Monday, July 26, 2010

tollbooth meltdown redux

Yo, first things first: got the car all loaded up, and we're on our way to Ann Arbor right now.




















Fuck yeah she is.

Barring any major traffic accidents, me driving off the side of a mountain in Tennessee, one of my wheels flying off and us careening into oncoming traffic, my car exploding, Heckyeahwoman unbuckling my seatbelt opening my car door and pushing me out the door, a drunk driver plowing into us head on, a dude in a helicopter firing a rocket launcher at my car, Rambo stabbing me with his bowie knife, our cat freaking out in the car and biting my jugular, or a SCUD missile being launched right at my face, we should be there by early Tuesday afternoon.

Haha, speaking of driving with HeckyeahWOMAN, do you remember my post about Heckyeahwoman and I hitting a tollbooth in Orlando, only for it to malfunction?

And then she blamed me for the toll booth not working properly?

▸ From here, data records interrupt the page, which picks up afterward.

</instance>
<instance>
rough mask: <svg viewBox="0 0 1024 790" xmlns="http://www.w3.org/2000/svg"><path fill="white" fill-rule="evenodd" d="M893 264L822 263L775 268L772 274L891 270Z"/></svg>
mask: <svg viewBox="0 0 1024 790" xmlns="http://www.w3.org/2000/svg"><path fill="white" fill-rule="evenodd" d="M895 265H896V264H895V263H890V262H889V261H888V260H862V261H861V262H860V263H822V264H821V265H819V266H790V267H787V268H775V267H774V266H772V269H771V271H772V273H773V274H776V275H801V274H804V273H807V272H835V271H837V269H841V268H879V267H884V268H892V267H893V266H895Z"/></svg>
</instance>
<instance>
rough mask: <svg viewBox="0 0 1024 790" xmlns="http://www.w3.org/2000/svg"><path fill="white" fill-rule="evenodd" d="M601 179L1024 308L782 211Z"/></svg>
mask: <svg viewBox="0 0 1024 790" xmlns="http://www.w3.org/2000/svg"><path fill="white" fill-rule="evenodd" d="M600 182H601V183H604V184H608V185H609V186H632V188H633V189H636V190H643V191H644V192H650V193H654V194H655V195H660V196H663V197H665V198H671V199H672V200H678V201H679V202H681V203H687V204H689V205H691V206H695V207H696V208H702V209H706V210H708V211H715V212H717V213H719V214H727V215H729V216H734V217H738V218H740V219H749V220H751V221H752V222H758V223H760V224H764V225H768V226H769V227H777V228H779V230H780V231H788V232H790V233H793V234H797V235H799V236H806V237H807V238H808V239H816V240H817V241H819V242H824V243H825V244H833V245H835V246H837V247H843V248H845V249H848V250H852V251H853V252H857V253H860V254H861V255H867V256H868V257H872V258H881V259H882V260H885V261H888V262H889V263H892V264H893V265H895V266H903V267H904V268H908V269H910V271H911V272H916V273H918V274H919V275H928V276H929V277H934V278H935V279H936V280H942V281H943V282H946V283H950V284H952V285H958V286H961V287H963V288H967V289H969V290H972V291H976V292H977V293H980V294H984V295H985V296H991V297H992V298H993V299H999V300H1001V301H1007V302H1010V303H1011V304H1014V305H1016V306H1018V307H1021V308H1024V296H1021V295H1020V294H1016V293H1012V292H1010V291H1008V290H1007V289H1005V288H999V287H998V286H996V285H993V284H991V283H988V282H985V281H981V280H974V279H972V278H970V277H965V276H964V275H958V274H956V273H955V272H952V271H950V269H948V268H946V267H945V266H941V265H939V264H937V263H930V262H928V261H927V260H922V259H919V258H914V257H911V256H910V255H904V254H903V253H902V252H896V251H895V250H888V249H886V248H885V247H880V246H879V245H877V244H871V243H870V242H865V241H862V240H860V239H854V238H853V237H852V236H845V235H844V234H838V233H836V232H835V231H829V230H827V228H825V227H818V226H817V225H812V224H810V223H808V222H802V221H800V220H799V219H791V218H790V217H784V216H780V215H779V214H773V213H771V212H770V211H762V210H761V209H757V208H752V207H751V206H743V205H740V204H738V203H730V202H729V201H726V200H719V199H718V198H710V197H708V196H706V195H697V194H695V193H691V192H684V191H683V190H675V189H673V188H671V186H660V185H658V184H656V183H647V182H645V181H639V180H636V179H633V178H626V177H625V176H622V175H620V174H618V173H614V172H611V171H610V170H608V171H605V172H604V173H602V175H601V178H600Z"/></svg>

Well guess what...after an amazing honeymoon, we had to encounter that same troublesome tollbooth again.

There it was, looming in the distance. As we approached, we both joked about "the last time we were at this tollbooth".

Would the newlyweds survive the harrowing experience once again? Would our marriage last?

Good news: we're about to find out, pussybeatz.

OK, I totally can't remember what happened with the tollbooth; I have no idea if it malfunctioned again. HECKyeahwoman didn't answer the phone when I called to ask if she remembered, so I don't really have a definitive answer for you.

But rest assured that if we hit any tollbooths on our drive to Michigan, I'll gladly take the blame if it malfunctions. In fact, I'll take the blame when Heckyeahwoman tells me to take a left, and we wind up in California.